Die französischen Erwerbslosen sind wieder auf der Straße

Es geht wieder los: Die französischen Erwerbslosen sind seit letzter Woche erneut auf der Straße. Doch dieses Mal sind sie früher dran und zudem zahlreicher als im vorigen Winter.

25 000 Teilnehmer waren am vergangenen Donnerstag auf einer Erwerbslosendemonstration in Marseille, aus Anlaß des zehnten Geburtstages der 1988 eingeführten Sozialhilfe (RMI) - ein beachtlicher Auftakt. Die Arbeitslosenkassen waren verschlossen und verrammelt. Also drangen die Demonstranten in insgesamt sechs der acht Ämter im Departement um Marseille ein. Für Montag dieser Woche wurden die ersten Besetzungen angekündigt, für Donnerstag ein landesweiter Aktionstag.

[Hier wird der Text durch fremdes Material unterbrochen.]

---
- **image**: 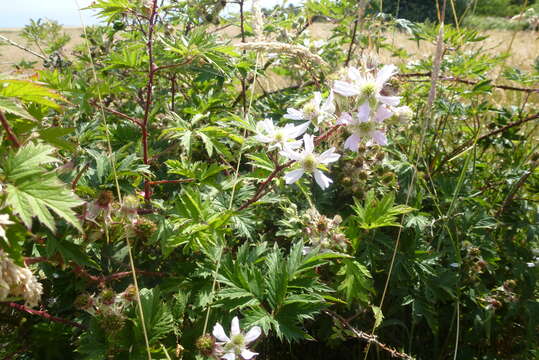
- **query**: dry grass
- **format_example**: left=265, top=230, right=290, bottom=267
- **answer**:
left=1, top=25, right=537, bottom=106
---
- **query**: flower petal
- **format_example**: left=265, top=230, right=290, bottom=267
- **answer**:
left=337, top=112, right=353, bottom=125
left=357, top=102, right=371, bottom=122
left=290, top=121, right=310, bottom=138
left=284, top=169, right=305, bottom=184
left=213, top=323, right=231, bottom=342
left=284, top=108, right=304, bottom=120
left=322, top=91, right=335, bottom=114
left=313, top=91, right=322, bottom=108
left=313, top=169, right=333, bottom=190
left=241, top=349, right=259, bottom=360
left=231, top=317, right=241, bottom=337
left=318, top=148, right=340, bottom=164
left=370, top=130, right=388, bottom=146
left=244, top=326, right=262, bottom=343
left=377, top=95, right=401, bottom=107
left=375, top=64, right=397, bottom=86
left=344, top=134, right=361, bottom=152
left=333, top=81, right=360, bottom=97
left=280, top=148, right=302, bottom=161
left=303, top=134, right=314, bottom=154
left=222, top=353, right=236, bottom=360
left=374, top=105, right=393, bottom=123
left=347, top=66, right=362, bottom=82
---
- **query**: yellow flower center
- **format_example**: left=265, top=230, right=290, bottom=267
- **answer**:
left=302, top=102, right=318, bottom=119
left=361, top=82, right=377, bottom=97
left=302, top=154, right=318, bottom=172
left=274, top=130, right=285, bottom=142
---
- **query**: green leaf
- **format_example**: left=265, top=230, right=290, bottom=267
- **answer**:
left=337, top=259, right=373, bottom=305
left=0, top=97, right=35, bottom=120
left=0, top=80, right=64, bottom=109
left=371, top=305, right=384, bottom=330
left=5, top=173, right=83, bottom=232
left=351, top=191, right=415, bottom=230
left=38, top=127, right=76, bottom=151
left=135, top=288, right=175, bottom=345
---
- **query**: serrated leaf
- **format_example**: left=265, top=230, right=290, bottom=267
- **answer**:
left=0, top=97, right=35, bottom=120
left=5, top=173, right=83, bottom=232
left=0, top=80, right=64, bottom=109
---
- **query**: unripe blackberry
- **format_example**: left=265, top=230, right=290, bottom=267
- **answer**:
left=134, top=218, right=158, bottom=240
left=358, top=170, right=369, bottom=181
left=74, top=293, right=94, bottom=311
left=122, top=284, right=137, bottom=302
left=375, top=151, right=385, bottom=162
left=121, top=195, right=139, bottom=217
left=100, top=288, right=116, bottom=305
left=196, top=334, right=216, bottom=357
left=97, top=190, right=114, bottom=207
left=98, top=312, right=125, bottom=333
left=381, top=172, right=396, bottom=185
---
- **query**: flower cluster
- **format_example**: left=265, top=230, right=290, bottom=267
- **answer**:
left=254, top=63, right=409, bottom=190
left=303, top=208, right=348, bottom=253
left=0, top=249, right=43, bottom=307
left=74, top=285, right=136, bottom=332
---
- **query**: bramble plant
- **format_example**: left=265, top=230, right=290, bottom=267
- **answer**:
left=0, top=0, right=538, bottom=359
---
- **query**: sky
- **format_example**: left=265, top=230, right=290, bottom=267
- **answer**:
left=0, top=0, right=304, bottom=28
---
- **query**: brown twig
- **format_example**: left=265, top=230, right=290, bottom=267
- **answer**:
left=4, top=302, right=86, bottom=329
left=71, top=263, right=166, bottom=285
left=71, top=163, right=90, bottom=190
left=434, top=112, right=539, bottom=173
left=497, top=163, right=538, bottom=216
left=146, top=179, right=194, bottom=186
left=0, top=110, right=21, bottom=148
left=397, top=72, right=539, bottom=93
left=90, top=101, right=144, bottom=127
left=0, top=34, right=47, bottom=61
left=142, top=0, right=160, bottom=202
left=323, top=310, right=413, bottom=359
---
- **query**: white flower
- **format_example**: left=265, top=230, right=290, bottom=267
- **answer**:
left=393, top=105, right=414, bottom=123
left=280, top=134, right=340, bottom=190
left=284, top=91, right=335, bottom=130
left=333, top=65, right=400, bottom=107
left=0, top=214, right=14, bottom=242
left=213, top=316, right=261, bottom=360
left=338, top=102, right=393, bottom=151
left=254, top=119, right=309, bottom=151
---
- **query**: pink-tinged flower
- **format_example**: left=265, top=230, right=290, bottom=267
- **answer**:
left=254, top=119, right=309, bottom=151
left=333, top=65, right=400, bottom=107
left=338, top=102, right=393, bottom=151
left=284, top=91, right=335, bottom=129
left=280, top=134, right=340, bottom=190
left=213, top=317, right=261, bottom=360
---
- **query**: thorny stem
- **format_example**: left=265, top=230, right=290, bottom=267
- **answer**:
left=142, top=0, right=159, bottom=203
left=90, top=101, right=144, bottom=127
left=345, top=0, right=368, bottom=67
left=236, top=125, right=343, bottom=212
left=434, top=112, right=539, bottom=174
left=71, top=163, right=90, bottom=190
left=0, top=110, right=21, bottom=148
left=239, top=0, right=247, bottom=115
left=146, top=179, right=194, bottom=186
left=324, top=310, right=413, bottom=360
left=0, top=34, right=47, bottom=61
left=398, top=72, right=539, bottom=93
left=4, top=302, right=86, bottom=330
left=497, top=163, right=538, bottom=216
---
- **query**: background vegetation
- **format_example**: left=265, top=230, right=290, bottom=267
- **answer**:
left=0, top=0, right=538, bottom=359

Im Dezember des vergangenen und in den ersten Monaten dieses Jahres hatten die Erwerbslosen mit einer Reihe von Besetzungen in ganz Frankreich - in den ersten Januartagen waren 40 Arbeitslosenkassen gleichzeitig besetzt - und anderen Protestaktionen von sich reden gemacht. Die Träger dieses Protests waren in den verschiedenen Städten nur kleine organisierte Kerne von jeweils einigen hundert Erwerbslosen. Doch zogen ihre Aktionen große Solidaritätsdemonstrationen - zuletzt im März - nach sich. Und vor allem wurde der Protest während der gesamten Zeit von einer breiten Sympathie-Welle begleitet: Nach der Umfrage einer Boulevardzeitung vom Januar unterstützten 70 Prozent der Bevölkerung die Aktionen und Besetzungen.

Begonnen hatte alles in Marseille. Schon Ende der siebziger Jahre gründete die KP-nahe Gewerkschaft CGT dort Arbeitslosenkomitees, um unter den Betroffenen von Massenentlassungen der traditionellen Industrien eine kollektive Organisierung aufrechtzuerhalten. Und in Marseille war am 11. Dezember 1997 der Startschuß für die Erwerbslosenbewegung gefallen - mit der ersten Besetzung einer Assedic (Arbeitslosenkasse). Unmittelbarer Anlaß war seinerzeit die Forderung nach einer "Jahresendprämie" in Höhe von 3 000 Francs (umgerechnet rund 900 Mark) für die Erwerbslosen.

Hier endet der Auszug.